Mai come in questi ultimi mesi mi sono sentito più vicino alla Curva Sud che a tastieristi prevenuti e volgari, negativi al limite dei gufi. La Curva sostiene, manifesta, sbandiera, canta, incoraggia. Carica. La Curva Sud ha letto la realtà che stiamo vivendo meglio di analisti e filosofi che cinguettano su twitter o imbrattano pagine e pagine di Facebook. Il nemico più cieco e spietato lo avevamo in casa: lo sapevo, me ne sono accorto da tempo. Persino in chat private di milanisti ho che fare ogni giorno con impressionisti del noir che dipingono sempre, tutto, a tinte fosche. Nemmeno nella cavalcata del 2020 aveva preso un po' di coraggio quella becera fetta di becchini che vivono con vanga e mantello nero, come i condor che sorvolano la spianata assolata in cerca della carcassa. Sicuri che prima o poi me troveranno una.
Qual è il gusto dell'ansia, dell'angoscia, del pessimismo, in attesa di un evento? Perché rovinarsi l'avvicinamento, perché danzare macumbe forsennate contro qualcosa che si ama? Perché non la si ama affatto. Perché non capire quanto (e tanto) di buono è stato fatto arrivando a una volata inattesa, insperata, impronosticabile? Non sono uno struzzo: domenica sera sono stato male, a metà ripresa ho avuto persino paura perché sono aumentati battiti e palpitazioni in modo anomalo e accelerato. Ho sofferto ed ero deluso, choccato da quello 0-0 inerme contro una Cagliari più teatrante che concreto: aspettavano di prendere il gol e se ne sarebbero andati a casa, intanto facevano un po' di cinema con l'arbitro, stavano tutti là dietro, ma non ci venivano addosso. Bisognava capirlo e assaltarli. La delusione insopportabile per il matchball, un matchball che più comodo non si poteva attendere dopo la salvezza dei sardi nel pomeriggio, appresa in ritiro e festeggiata con canti, cori e birra. Mi sono sentito tradito, come voi.
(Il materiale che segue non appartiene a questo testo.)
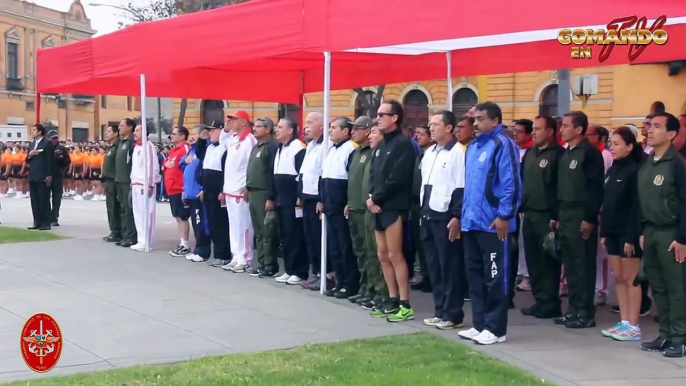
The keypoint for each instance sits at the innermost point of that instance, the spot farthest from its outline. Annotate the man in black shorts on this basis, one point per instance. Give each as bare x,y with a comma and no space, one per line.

Come tutti.
Dopo il fischio finale sono passati pochi minuti e l'agitazione, come sempre, si è trasformata in energia. Energia positiva, care le mie cassandre. Abbiamo bucato all'ultimo giro: bene, pit-stop a tempo di record e ripartiamo. Terzi eravamo e terzi siamo rimasti anche dopo il cambio gomme. Abbiamo fallito il matchball: bene, siamo al tie-break. Impariamo da Sonego, Berrettini, Sinner, i nostri araldi del tennis che danno il meglio dal buio dello sprofondo. Che si rialzano quando sono in ginocchio. Che riaprono partite chiuse. Siamo pronti alla sfida, soltanto dopo inizieranno analisi, valutazioni, pensieri, ma prima bisogna conquistare ciò che ci spetta.
Andiamo a giocare e vincere la partita di Champions a Bergamo. Andiamo a vivere una notte da Milan. Chi ha paura, chi non ci crede, chi è pessimista, stia a casa. E ci resti anche lunedì. Noi abbiamo un animo guerriero: ci piace combattere, anche quando siamo ormai sconfitti, non sappiamo arrenderci prima di scendere in campo. Come piace invece a troppi di voi.
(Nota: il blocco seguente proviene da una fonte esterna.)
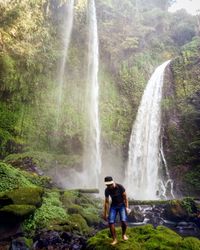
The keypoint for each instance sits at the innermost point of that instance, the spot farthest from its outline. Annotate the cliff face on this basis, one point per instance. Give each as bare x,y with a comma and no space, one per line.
181,120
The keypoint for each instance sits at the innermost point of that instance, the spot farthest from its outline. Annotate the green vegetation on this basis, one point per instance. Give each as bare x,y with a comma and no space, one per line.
12,178
182,128
144,238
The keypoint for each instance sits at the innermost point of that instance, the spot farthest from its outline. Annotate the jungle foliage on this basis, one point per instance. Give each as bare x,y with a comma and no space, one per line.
134,38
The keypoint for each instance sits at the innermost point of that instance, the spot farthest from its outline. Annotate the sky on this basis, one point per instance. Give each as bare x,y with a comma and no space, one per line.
191,6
L’Atalanta non farà sconti, scordatevelo. Farà la sua partita. Le scorie della finale si faranno sentire in un modo o nell’altro, ma loro sono abituati a trasformare la tensione in energia positiva. Lo fa anche il Milan da molti mesi, si è sempre rialzato con orgoglio dopo i passi falsi. Con più coraggio e determinazione di molti suoi tifosi. Gli altri, noi 70.000 di San Siro per una partita di serie B con la Cavese, aspettano con fiducia. E sostengono.